If you remember polynomial division (long or synthetic) use that. Otherwise you're stuck with factoring 'from scratch' to get:

`x^3+3x^2-3x-1 =(x-1)(x^2+4x+1) = 0`

`x=1` or `x^2+4x+1 = 0`

The second polynomial (the quadratic) won't factor nicely (we just can't catch a break with this problem), so we solve by either completing the square or the quadratic formula, to get:

`x=2+- sqrt3`

So the partitions of the number line we need to consider are:

`(-oo, 2-sqrt3), (2-sqrt3, 1), (1, 2+sqrt3), "and (2+sqrt3, oo)`

(Since `1 < sqrt3 < 2`, we know that `2-sqrt3 < 1`)

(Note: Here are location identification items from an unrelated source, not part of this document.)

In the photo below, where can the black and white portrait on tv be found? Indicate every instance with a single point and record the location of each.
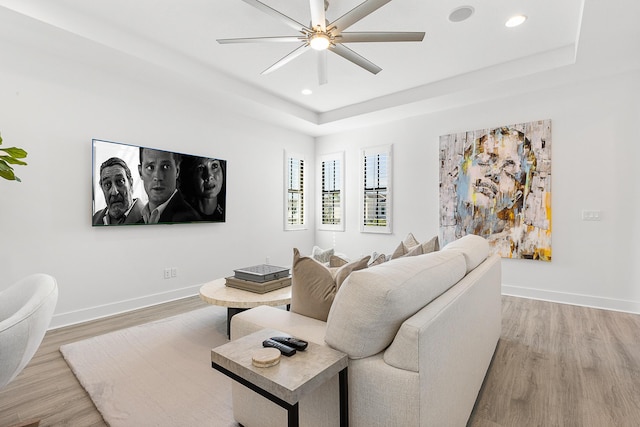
(143, 185)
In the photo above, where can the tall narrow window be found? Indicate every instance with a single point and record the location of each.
(294, 192)
(376, 190)
(332, 190)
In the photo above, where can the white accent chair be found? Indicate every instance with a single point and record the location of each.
(26, 309)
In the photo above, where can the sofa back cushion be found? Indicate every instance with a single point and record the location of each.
(371, 304)
(474, 248)
(313, 286)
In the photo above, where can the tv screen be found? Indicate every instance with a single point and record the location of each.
(143, 185)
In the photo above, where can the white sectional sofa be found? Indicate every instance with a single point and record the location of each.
(420, 333)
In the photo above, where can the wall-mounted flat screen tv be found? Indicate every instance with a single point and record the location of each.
(143, 185)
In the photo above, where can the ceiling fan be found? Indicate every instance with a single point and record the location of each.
(323, 36)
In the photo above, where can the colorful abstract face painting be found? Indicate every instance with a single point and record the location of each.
(496, 183)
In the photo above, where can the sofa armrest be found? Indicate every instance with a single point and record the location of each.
(294, 324)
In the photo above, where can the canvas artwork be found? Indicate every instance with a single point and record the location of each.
(142, 185)
(496, 183)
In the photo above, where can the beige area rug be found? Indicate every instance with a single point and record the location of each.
(157, 374)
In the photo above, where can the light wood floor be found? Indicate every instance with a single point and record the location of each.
(555, 365)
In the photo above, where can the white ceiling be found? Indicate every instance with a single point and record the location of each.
(181, 35)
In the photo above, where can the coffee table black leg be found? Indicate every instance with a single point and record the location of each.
(344, 397)
(232, 311)
(293, 416)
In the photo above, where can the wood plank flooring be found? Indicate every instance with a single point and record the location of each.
(555, 365)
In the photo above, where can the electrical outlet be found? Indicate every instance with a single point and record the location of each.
(591, 215)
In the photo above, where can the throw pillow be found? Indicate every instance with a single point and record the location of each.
(346, 269)
(425, 248)
(312, 287)
(321, 255)
(377, 258)
(405, 246)
(432, 245)
(336, 261)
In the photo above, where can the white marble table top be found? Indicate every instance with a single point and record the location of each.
(292, 377)
(217, 293)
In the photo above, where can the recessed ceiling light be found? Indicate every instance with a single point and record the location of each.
(516, 20)
(461, 13)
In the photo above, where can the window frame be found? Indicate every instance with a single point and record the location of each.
(337, 158)
(386, 150)
(288, 190)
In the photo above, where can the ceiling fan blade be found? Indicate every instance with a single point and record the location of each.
(277, 39)
(318, 18)
(323, 74)
(356, 14)
(278, 15)
(350, 55)
(288, 58)
(364, 37)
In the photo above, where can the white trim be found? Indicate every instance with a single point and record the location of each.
(573, 299)
(97, 312)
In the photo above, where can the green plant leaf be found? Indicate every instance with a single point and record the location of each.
(7, 174)
(4, 166)
(16, 153)
(13, 161)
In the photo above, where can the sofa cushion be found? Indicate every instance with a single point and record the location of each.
(321, 255)
(336, 261)
(344, 271)
(405, 246)
(474, 248)
(314, 286)
(372, 303)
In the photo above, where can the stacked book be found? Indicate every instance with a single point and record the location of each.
(259, 278)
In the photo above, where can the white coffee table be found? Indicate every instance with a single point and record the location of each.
(237, 300)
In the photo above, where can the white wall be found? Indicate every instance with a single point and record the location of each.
(52, 106)
(594, 164)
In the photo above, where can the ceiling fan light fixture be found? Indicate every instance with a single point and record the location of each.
(319, 41)
(516, 20)
(461, 13)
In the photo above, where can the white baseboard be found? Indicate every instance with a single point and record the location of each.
(92, 313)
(573, 299)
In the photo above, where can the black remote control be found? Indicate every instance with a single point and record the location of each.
(284, 349)
(296, 343)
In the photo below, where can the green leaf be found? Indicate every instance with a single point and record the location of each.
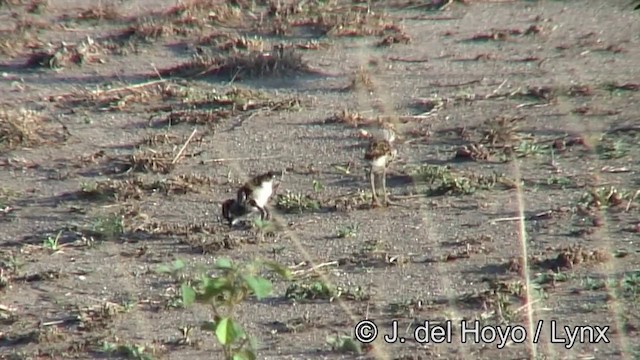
(208, 326)
(212, 287)
(244, 355)
(188, 294)
(227, 331)
(279, 269)
(223, 263)
(260, 286)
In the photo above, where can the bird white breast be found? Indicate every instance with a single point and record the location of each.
(262, 194)
(379, 162)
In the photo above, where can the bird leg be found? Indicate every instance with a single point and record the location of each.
(387, 202)
(384, 186)
(374, 195)
(266, 213)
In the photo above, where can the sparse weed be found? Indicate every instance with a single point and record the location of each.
(349, 231)
(52, 242)
(224, 293)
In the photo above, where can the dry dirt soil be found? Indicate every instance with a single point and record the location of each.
(125, 124)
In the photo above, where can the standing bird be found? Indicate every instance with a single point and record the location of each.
(380, 154)
(233, 211)
(256, 193)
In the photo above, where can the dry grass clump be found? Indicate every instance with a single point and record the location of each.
(231, 42)
(100, 12)
(87, 51)
(279, 62)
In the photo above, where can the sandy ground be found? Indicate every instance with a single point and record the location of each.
(540, 99)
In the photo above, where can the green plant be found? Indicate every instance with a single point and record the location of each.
(52, 243)
(224, 294)
(349, 231)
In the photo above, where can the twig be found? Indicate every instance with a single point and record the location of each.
(497, 90)
(175, 159)
(398, 59)
(517, 218)
(55, 322)
(316, 267)
(624, 129)
(129, 87)
(242, 159)
(458, 84)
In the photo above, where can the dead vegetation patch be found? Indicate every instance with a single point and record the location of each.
(505, 34)
(570, 257)
(226, 41)
(280, 61)
(22, 38)
(330, 19)
(63, 55)
(100, 12)
(24, 127)
(123, 190)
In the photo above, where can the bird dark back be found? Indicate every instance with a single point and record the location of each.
(377, 148)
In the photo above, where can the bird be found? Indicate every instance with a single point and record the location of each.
(379, 154)
(256, 193)
(233, 211)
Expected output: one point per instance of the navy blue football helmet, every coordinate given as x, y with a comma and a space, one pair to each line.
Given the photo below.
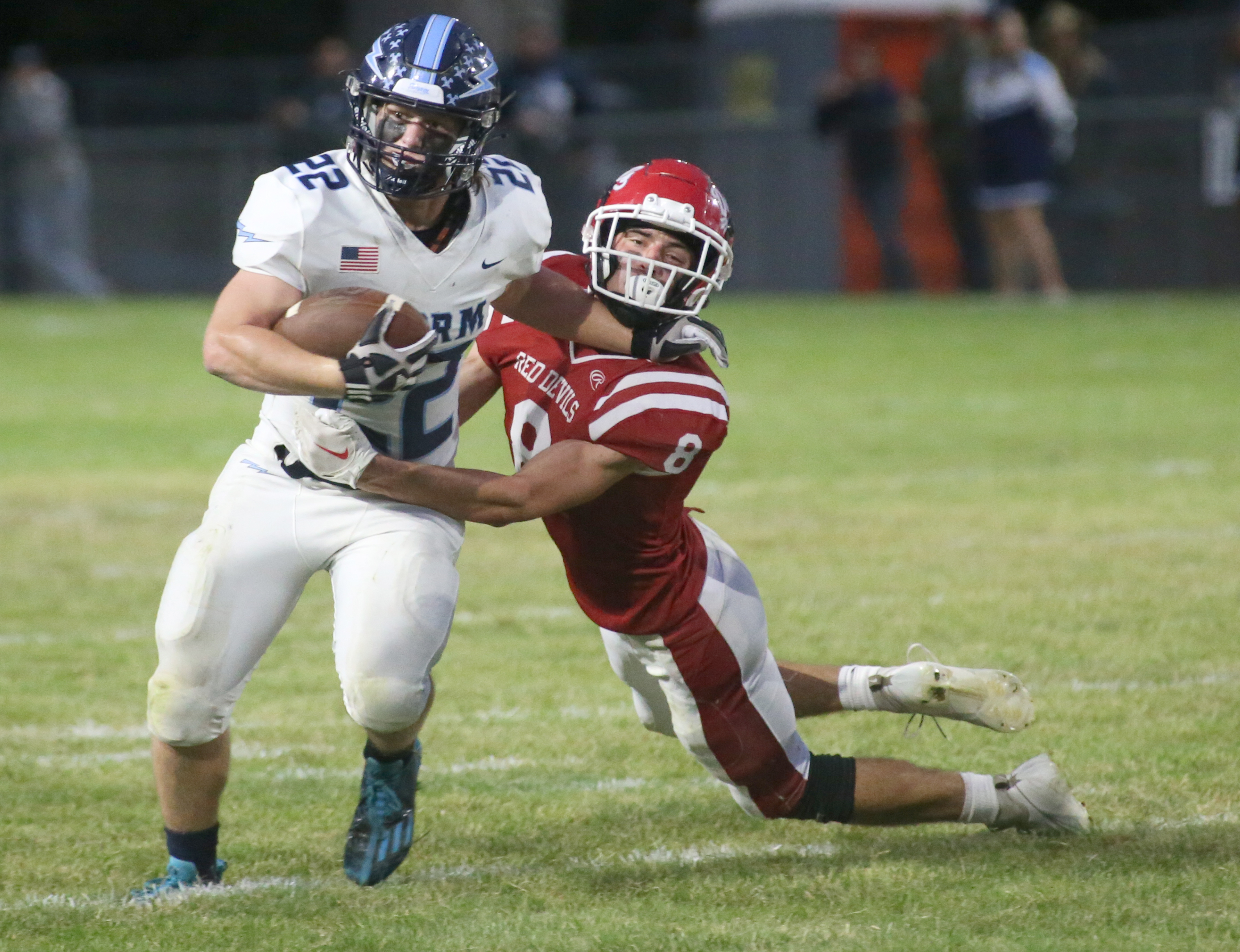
436, 65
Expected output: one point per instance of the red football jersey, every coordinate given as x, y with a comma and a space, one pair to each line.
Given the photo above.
634, 558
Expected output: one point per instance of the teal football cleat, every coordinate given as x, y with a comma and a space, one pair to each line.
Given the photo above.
382, 830
180, 874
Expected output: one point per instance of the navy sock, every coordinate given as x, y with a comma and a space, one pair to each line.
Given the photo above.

(Yes, Socratic, I know this answer is getting pretty long. And it's going to get longer yet.)

Using `f''(x) = (2(x-1)(x^2+4x+1))/(x^2+1)^3` We find that the sign does in fact change at each zero. (Either use test numbers or observe that none of the 3 zeros are multiple zeros.)

The inflection points are:
`(2-sqrt3, f(2-sqrt3))` and `(1,1)` and `(2+sqrt3, f(2+sqrt3))`

If you want or need to actually evaluate `f(2-sqrt3)` and `f(2+sqrt3)` go ahead without me.